ÉTYMOL. ET HIST. − 1. 1302 dr. part. passé adjectivé annillee « réduire à néant, annuler » (Ch. des Comptes de Dole, O 124, A. Doubs ds Gdf. Compl. : Donacion enffrainte, quassee et annillee); 1315 anichiller (Jumieg., Vimout, A. S.-Inf., ibid.), qualifié de vieux ds Trév. 1752; 1484 annihiler « abolir (une institution) » (Juin 1484 Ord., XIX, 368, ibid.). Empl. princ. comme terme de dr. (cf. ex. ibid. et Brunot t. 4, p. 26), et usité au xviiies. par les philosophes ds les discussions sur le vide (Trév. 1752, 1771); 2. a) xives. anichiller « détruire (l'objet est un inanimé abstrait) » (Brun de la Montagne, éd. P. Meyer, 1040 ds T.-L. : Mais quant s'amour premiere ert a sa fin alee, Et que du tout en tout sera anichillee, La voulenté de moi sera renouvelee); b) 1370 adnichiller « id. (l'objet est un inanimé concret) » (A.N. K 49, pièce 444ds Gdf. Compl.); c) apr. 1350? s'anichiler « (en parlant d'une pers.) se détruire » (Hist. des trois Maries, ibid.). Empr. au b. lat. adnihilare (ann-) « réduire à rien » (dep.

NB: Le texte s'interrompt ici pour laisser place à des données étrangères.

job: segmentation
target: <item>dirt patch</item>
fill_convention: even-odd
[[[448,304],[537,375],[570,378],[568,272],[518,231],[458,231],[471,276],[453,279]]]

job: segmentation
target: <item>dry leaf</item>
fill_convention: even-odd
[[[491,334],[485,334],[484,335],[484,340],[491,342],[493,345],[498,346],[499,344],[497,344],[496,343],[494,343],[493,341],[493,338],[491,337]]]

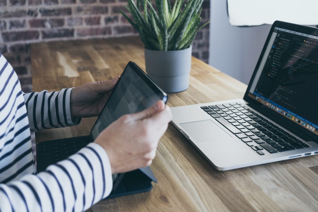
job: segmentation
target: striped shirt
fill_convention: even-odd
[[[82,211],[110,193],[108,157],[95,143],[36,174],[30,130],[79,124],[72,89],[24,94],[0,54],[0,211]]]

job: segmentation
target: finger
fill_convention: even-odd
[[[130,114],[130,117],[133,120],[138,120],[150,117],[164,108],[164,102],[159,100],[149,108],[138,113]]]
[[[100,93],[104,93],[111,90],[114,89],[115,86],[117,83],[119,77],[119,76],[117,75],[111,80],[99,81],[96,82],[96,84],[94,84],[94,85],[96,91]]]

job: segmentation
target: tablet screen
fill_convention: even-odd
[[[166,94],[135,65],[129,62],[121,74],[91,132],[95,140],[103,130],[123,115],[149,108]]]

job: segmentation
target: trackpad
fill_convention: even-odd
[[[180,124],[187,135],[197,142],[222,141],[232,136],[211,120],[205,120]]]

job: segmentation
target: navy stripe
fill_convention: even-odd
[[[50,191],[49,188],[47,187],[47,186],[44,182],[43,182],[43,181],[42,180],[42,179],[39,177],[38,178],[38,179],[40,180],[41,180],[41,181],[42,182],[42,184],[43,184],[43,185],[44,186],[44,187],[45,188],[45,190],[46,190],[46,193],[47,193],[47,195],[49,195],[49,198],[50,198],[50,200],[51,201],[51,205],[52,206],[52,211],[55,211],[55,208],[54,207],[54,202],[53,201],[53,198],[52,197],[52,194],[51,194],[51,192]]]
[[[63,94],[63,114],[64,115],[64,120],[65,122],[65,124],[67,126],[71,126],[67,123],[67,119],[66,117],[66,106],[65,104],[65,99],[66,98],[66,92],[67,91],[68,88],[66,88],[64,91],[64,93]]]
[[[17,131],[16,133],[14,134],[14,135],[13,136],[13,138],[12,138],[12,139],[10,139],[8,141],[7,141],[6,142],[4,143],[4,145],[3,145],[3,146],[4,147],[6,145],[8,145],[9,144],[12,143],[12,142],[13,141],[13,140],[14,139],[14,138],[15,138],[16,137],[17,137],[17,136],[19,135],[20,134],[21,134],[21,133],[22,132],[25,130],[27,129],[28,129],[29,128],[29,124],[28,124],[24,126],[24,127],[21,128],[21,129],[20,129],[18,131]],[[3,149],[3,148],[2,149],[0,149],[0,152],[1,152],[1,151],[2,151]]]
[[[92,175],[93,176],[93,200],[92,201],[92,204],[91,205],[93,205],[93,203],[94,202],[94,201],[95,199],[95,180],[94,180],[94,172],[93,171],[93,166],[92,166],[92,164],[91,164],[91,162],[89,162],[88,160],[88,159],[87,159],[86,156],[85,156],[83,153],[79,153],[78,154],[82,157],[86,161],[86,162],[87,164],[88,165],[88,166],[89,166],[89,168],[91,169],[91,171],[92,171]]]
[[[3,67],[2,67],[2,68],[1,68],[1,71],[0,71],[0,75],[1,75],[1,74],[2,74],[2,73],[3,72],[3,71],[4,70],[4,69],[5,69],[5,68],[7,67],[7,66],[8,66],[8,64],[9,64],[9,62],[8,62],[7,61],[6,61],[5,63],[4,63],[4,65],[3,66]]]
[[[7,100],[7,101],[6,102],[5,102],[4,104],[3,105],[2,107],[1,108],[0,108],[0,111],[2,110],[4,108],[4,107],[5,107],[7,105],[7,104],[8,104],[8,102],[9,102],[9,100],[10,100],[10,99],[11,98],[11,96],[12,95],[12,94],[13,93],[13,91],[14,90],[14,89],[15,89],[16,87],[17,86],[17,85],[18,84],[18,82],[19,82],[19,79],[18,79],[17,80],[17,81],[16,81],[15,83],[14,83],[14,85],[13,85],[13,87],[12,88],[12,90],[11,90],[11,92],[10,93],[10,95],[9,95],[9,96],[8,97],[8,99]],[[21,90],[20,90],[20,91],[19,93],[20,92],[22,94],[22,91],[21,91]],[[18,93],[18,94],[19,93]],[[17,95],[18,94],[17,94]],[[20,94],[19,94],[19,95],[20,95]]]
[[[55,97],[55,110],[56,111],[56,118],[58,120],[58,123],[60,125],[64,127],[64,126],[61,123],[61,121],[60,120],[59,114],[59,93],[61,91],[59,92],[59,93]]]
[[[24,202],[24,204],[25,205],[25,207],[26,208],[26,211],[29,212],[29,207],[28,207],[28,205],[26,204],[26,200],[25,200],[25,198],[24,197],[24,196],[23,195],[23,194],[21,192],[21,190],[19,188],[18,188],[17,186],[13,185],[11,185],[9,186],[9,187],[12,188],[14,190],[15,190],[19,194],[19,195],[21,197],[21,199],[22,199],[23,201],[23,202]]]
[[[3,88],[2,88],[2,89],[0,91],[0,95],[1,95],[1,94],[3,93],[3,92],[4,91],[4,89],[7,87],[7,85],[8,85],[8,83],[9,83],[9,81],[10,81],[10,80],[11,79],[11,77],[13,76],[14,73],[14,71],[12,69],[12,71],[11,71],[11,73],[10,73],[10,75],[9,75],[9,77],[7,79],[7,81],[5,81],[5,83],[4,83],[4,85],[3,86]]]
[[[29,104],[29,102],[30,101],[30,100],[31,99],[31,98],[33,96],[33,95],[34,94],[35,92],[32,92],[30,94],[30,95],[29,96],[29,98],[28,98],[28,100],[26,100],[26,102],[25,102],[25,106],[26,107],[26,110],[28,110],[28,104]]]
[[[73,194],[74,195],[74,202],[76,202],[76,199],[77,199],[77,196],[76,196],[76,193],[75,191],[75,188],[74,187],[74,184],[73,182],[73,179],[72,179],[72,178],[71,177],[71,175],[70,175],[70,173],[68,173],[68,172],[67,171],[67,170],[64,166],[58,164],[56,164],[55,165],[58,167],[59,167],[60,168],[62,169],[65,173],[66,175],[67,175],[67,177],[68,177],[69,179],[70,179],[70,181],[71,181],[71,184],[72,186],[72,190],[73,190]],[[74,204],[72,211],[75,211],[75,204]]]
[[[33,125],[35,129],[37,129],[37,130],[39,131],[40,130],[38,128],[38,124],[37,124],[37,117],[36,114],[35,112],[35,111],[36,109],[37,108],[37,101],[38,101],[38,94],[35,96],[34,96],[34,99],[33,100]]]
[[[0,157],[0,161],[3,159],[4,158],[7,157],[8,156],[10,155],[10,154],[12,154],[18,148],[20,147],[21,146],[23,145],[24,144],[27,142],[28,141],[31,141],[31,136],[29,136],[28,138],[25,138],[22,141],[20,142],[17,145],[16,145],[16,146],[13,147],[13,148],[10,151],[10,152],[8,152],[5,154],[3,154],[3,155]]]
[[[44,101],[45,100],[45,94],[48,93],[47,91],[44,91],[43,93],[43,98],[42,98],[42,104],[41,108],[41,126],[42,128],[44,129],[48,129],[45,127],[44,126],[44,105],[45,102]]]
[[[57,128],[58,127],[55,126],[53,124],[53,122],[52,121],[52,117],[51,115],[51,104],[50,103],[50,102],[51,101],[51,99],[52,98],[52,97],[53,96],[54,94],[55,93],[55,91],[53,91],[51,94],[51,95],[50,95],[49,96],[49,98],[48,99],[48,103],[47,103],[47,113],[49,115],[49,122],[50,123],[50,125],[53,127],[55,127],[55,128]]]
[[[30,167],[33,164],[33,161],[34,160],[32,160],[30,162],[26,164],[20,168],[19,170],[17,171],[15,173],[10,176],[10,177],[7,178],[5,180],[2,181],[1,183],[6,183],[8,182],[10,182],[11,180],[16,177],[20,173],[22,173],[23,171]]]
[[[63,199],[63,206],[64,207],[64,211],[65,211],[66,210],[66,204],[65,203],[65,198],[64,196],[64,192],[63,191],[63,189],[62,188],[62,186],[61,186],[61,184],[60,184],[58,180],[58,179],[57,178],[55,175],[54,174],[54,173],[52,171],[49,170],[47,170],[46,171],[48,173],[53,176],[54,179],[55,179],[55,180],[56,180],[56,182],[58,183],[59,187],[59,188],[60,191],[61,191],[61,193],[62,194],[62,198]]]
[[[69,158],[67,159],[66,160],[69,160],[71,161],[75,167],[76,167],[77,169],[77,170],[79,171],[79,173],[80,173],[80,175],[81,178],[82,179],[82,181],[83,182],[83,185],[84,185],[84,192],[83,192],[83,209],[82,210],[84,210],[84,208],[85,207],[85,189],[86,187],[86,183],[85,181],[85,179],[84,178],[84,176],[83,175],[83,173],[82,173],[82,171],[80,170],[80,167],[78,165],[77,165],[75,161],[74,160],[71,159]]]
[[[40,198],[39,197],[36,191],[34,189],[34,188],[33,187],[32,185],[31,185],[31,184],[27,181],[23,180],[22,181],[22,182],[28,187],[31,191],[32,191],[32,193],[33,193],[33,195],[34,195],[34,197],[35,197],[35,199],[37,200],[37,201],[38,202],[38,204],[40,206],[40,208],[41,208],[41,211],[43,211],[42,210],[42,204],[41,204],[41,200],[40,199]]]
[[[6,171],[10,167],[11,167],[15,164],[17,163],[19,161],[22,159],[25,156],[32,152],[32,148],[31,148],[22,153],[22,154],[19,155],[19,157],[16,158],[13,161],[7,165],[5,166],[4,166],[2,168],[0,169],[0,174],[1,174],[2,173]]]
[[[104,171],[104,166],[103,165],[103,162],[102,161],[101,159],[100,158],[100,157],[97,153],[97,152],[94,149],[90,146],[86,146],[86,148],[89,149],[91,150],[93,152],[95,153],[96,156],[97,156],[97,158],[98,158],[98,160],[100,161],[100,166],[101,168],[101,173],[103,177],[103,195],[102,196],[104,196],[104,195],[105,194],[105,190],[106,190],[106,185],[105,185],[106,182],[105,182],[105,173]]]
[[[0,191],[1,191],[3,194],[7,196],[7,198],[8,198],[8,200],[9,201],[9,202],[10,202],[10,205],[11,206],[11,209],[12,210],[12,211],[13,212],[14,211],[14,209],[13,209],[13,207],[12,206],[12,204],[11,203],[11,202],[10,201],[10,199],[9,198],[9,196],[8,195],[8,194],[7,194],[7,192],[5,192],[5,191],[3,188],[0,187]]]

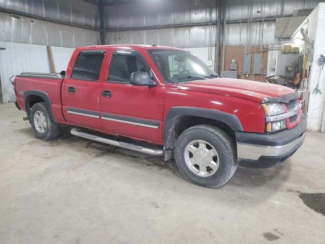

Ves., St Jérôme, Ep., 106, 67 ds Blaise), attesté au sens 1. lat. médiév. annichilare (de ad et nichil, transcription médiév. du lat. class. nihil), jur. (1214, Van den Bergh, OB. Holland, I no244 ds Nierm., p. 45); au sens 2 a obj. inanimé (551, Gete, 29, 146 ds TLL s.v., 780, 61); au sens 2 b propre (xiies., Bruno Magd, Bell., 34, p. 36, 3 ds Mittellat. W. s.v., 223, 59); au sens 2 c l'obj. est une pers. (1180, Annal. Ottenb., [MG Script. XVII, p. 315, 42], ibid., 224, 16). Rem. La 1reattest. fr. en 1280 (J. de Meung, Rose, v. 20677-680 ds Lacurne, s.v. adnichiler : Chloto qui la quenouille porte Et Lachesis qui les filz file : Mais Atropos si anichile ce que les deux peuvent filer) ne semble pas devoir être retenue, cette leçon n'étant pas mentionnée dans l'éd. E. Langlois (t. 5, vers 19770 : Mais Atropos ront e descrie), ni dans l'éd. F. Lecoy (t. 3, vers 1940 : mes Atropos ront et descire), et les manuscrits utilisés par Lacurne ne datant que des xives. et début xves. (Langlois, Manuscrits du roman de la Rose, Paris, 1910, p. 5, 61 et 71).
STAT. − Fréq. abs. littér. : Annihiler. 126. Annihiliste. 1.
BBG. − Fromh.-King 1968. − Laf. Suppl. 1878. − Le Roux 1752. − Noter-Léc. 1912.